Agios Announces Clinical Proof-of-Concept in Phase 2a Trial of AG-946 for the Treatment of Anemia in Lower-Risk Myelodysplastic Syndromes
20 November 2023 - 11:00PM
Agios Pharmaceuticals, Inc. (Nasdaq: AGIO), a leader in the field
of cellular metabolism pioneering therapies for rare diseases,
today announced that clinical proof-of-concept has been achieved in
the Phase 2a portion of a study of investigational pyruvate kinase
(PK) activator AG-946 as a potential treatment for anemia in adults
with lower-risk myelodysplastic syndromes (LR-MDS). Four of the 10
patients with low transfusion burden (LTB) achieved the transfusion
independence endpoint, and one of the 22 patients treated in the
study achieved the hemoglobin response endpoint in the 16-week
treatment (core) period. The safety profile observed was consistent
with data reported in the healthy volunteer study. Based on the
favorable efficacy data and positive benefit-risk profile in the
Phase 2a core period, Agios intends to advance its clinical program
evaluating AG-946 in LR-MDS by initiating the placebo-controlled
Phase 2b portion of the study in mid-2024.
“We are pleased with the results of the Phase 2a study, which
underscore the potential of AG-946 to be a first-in-class, oral,
safe and effective option for the treatment of anemia in adults
with LR-MDS by improving red blood cell health through its unique
mechanism of action. Regular blood transfusions are burdensome for
patients. A meaningful reduction in transfusions allows patients to
potentially decrease visits to the clinic and experience improved
quality of life. We are grateful to all of the patients who
participated in this trial, our collaborators, study investigators
and advisors in the patient and clinical communities for their
partnership in achieving this milestone, and we look forward to
advancing the clinical program to Phase 2b,” said Sarah Gheuens,
M.D., Ph.D., chief medical officer and head of R&D at Agios.
“Agios is proud to be the leader in PK activation with two distinct
PK activators – AG-946 and mitapivat – that have the potential to
be meaningful treatment options for a wide range of blood disorders
and positively impact many patients’ lives.”

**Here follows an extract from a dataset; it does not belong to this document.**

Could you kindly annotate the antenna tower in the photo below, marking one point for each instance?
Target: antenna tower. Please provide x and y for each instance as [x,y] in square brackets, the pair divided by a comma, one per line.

A total of 22 patients enrolled in the Phase 2a portion of the
study, including 12 classified as non-transfused (NTD) and 10
classified as LTB. Of the 22 patients enrolled in Phase 2a, 19
patients elected to continue to the extension period. Agios intends
to complete a full evaluation of the Phase 2a data and assess the
impact on the Phase 2b portion of the protocol, and present results
of the Phase 2a portion of the study at a medical meeting in
2024.
Phase 2a Design The open-label,
proof-of-concept, Phase 2a portion of the study was designed to
evaluate the safety and efficacy of AG-946 in adults with anemia
due to lower-risk MDS. Patients with a documented diagnosis of MDS
were eligible for the study if they met the Revised International
Prognostic Scoring System (IPSS-R) classification of lower-risk
disease (risk score: ≤3.5) and <5% blasts, as determined by the
participant’s bone marrow biopsy/aspirate during the screening
period, and if their hemoglobin concentration measured <11.0
g/dL during the 4-week screening period. Participants were
classified as non-transfused (NTD) if they had received <3 red
blood cell (RBC) units in the 16-week period before administration
of the first dose of study drug and no transfusions in the 8-week
period before administration of the first dose of study drug, or
low transfusion burden (LTB) if they had received 3 to 7 RBC units
in the 16-week period before administration of the first dose of
study drug and <4 RBC units in the 8-week period before
administration of the first dose of study drug. Participants with a
high transfusion burden were not eligible for the Phase 2a portion
of the study.
Participants received 5mg of oral AG-946 once daily for up to 16
weeks in the core period. At the discretion of the investigator,
participants who completed the core period of the study are
eligible to receive the same dose in an extension period for up to
156 weeks.
The two primary endpoints of the study were transfusion
independence (for participants classified as LTB), defined as
transfusion-free for ≥8 consecutive weeks during the core period,
and hemoglobin response, defined as a ≥1.5 g/dL increase from
baseline in the average hemoglobin concentration from Week 8
through Week 16.
Next month, Agios and its collaborators are presenting
preclinical data supporting its MDS clinical development program –
as well as additional data across the company’s additional
therapeutic areas of focus, including PK deficiency, thalassemia
and sickle cell disease – at the American Society of Hematology
(ASH) Annual Meeting, which is being held December 9-12, 2023, in
San Diego.
About AgiosAgios is the pioneering leader in PK
activation and is dedicated to developing and delivering
transformative therapies for patients living with rare diseases. In
the U.S., Agios markets a first-in-class pyruvate kinase (PK)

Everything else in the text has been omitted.